However, there are a few subtle yet substantial differences which made the 50 series, and in particular the 6950, a finely-tuned harvesting machine.

Appearance-wise, the harvester is slightly longer and wider than its predecessors and features extensive grill cut-outs to aid engine cooling, as well as a viscous fan, with a self-cleaning rotary air screen. Foldable rear lighting brackets are mounted to the rear. 

The use of the Cummins N-14 engine for the 6850 was dropped and the big 14l powerhouse was only available for the 6950. Power has been increased to 540hp when sitting at the optimal 1900rpm, with electronic engine management reducing the engine revs to 1650rpm for road transport in third gear.

Crop intake and flow was improved with the introduction of the 3m wide 630A header with compressor plate. 

The crop is fed up to four feed rollers, then through the 66cm-wide chopping cylinder. The silage then passes through a newly-designed 12-paddle blower and up the shoot. 

Both the tower and shoot were increased in diameter by 25% to improve crop flow, with the John Deere claiming a blower band replacement time of just 15 mins. The shoot, with a rotation of 200 degrees, is also angled for more streamlined flow. 

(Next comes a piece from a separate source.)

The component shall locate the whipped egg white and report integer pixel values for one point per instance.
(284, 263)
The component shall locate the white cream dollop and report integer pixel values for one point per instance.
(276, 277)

A kernel processor is also mounted in the harvester, with its own winch to install the unit during maize harvesting. 

The cab of the 50 series boasted great levels of comfort and visibility. 

Although similar to its predecessor, the exterior lighting package was upgraded and an area meter was integrated into the armrest as standard.  

The pillar to the right of the operator gives a more comprehensive readout with a more functional engine and speed display screen and is home to the fuel, temperature and as well as warning lights. 

A considerate touch was the illumination of steps at night, as well as a wiper, mounted on the door.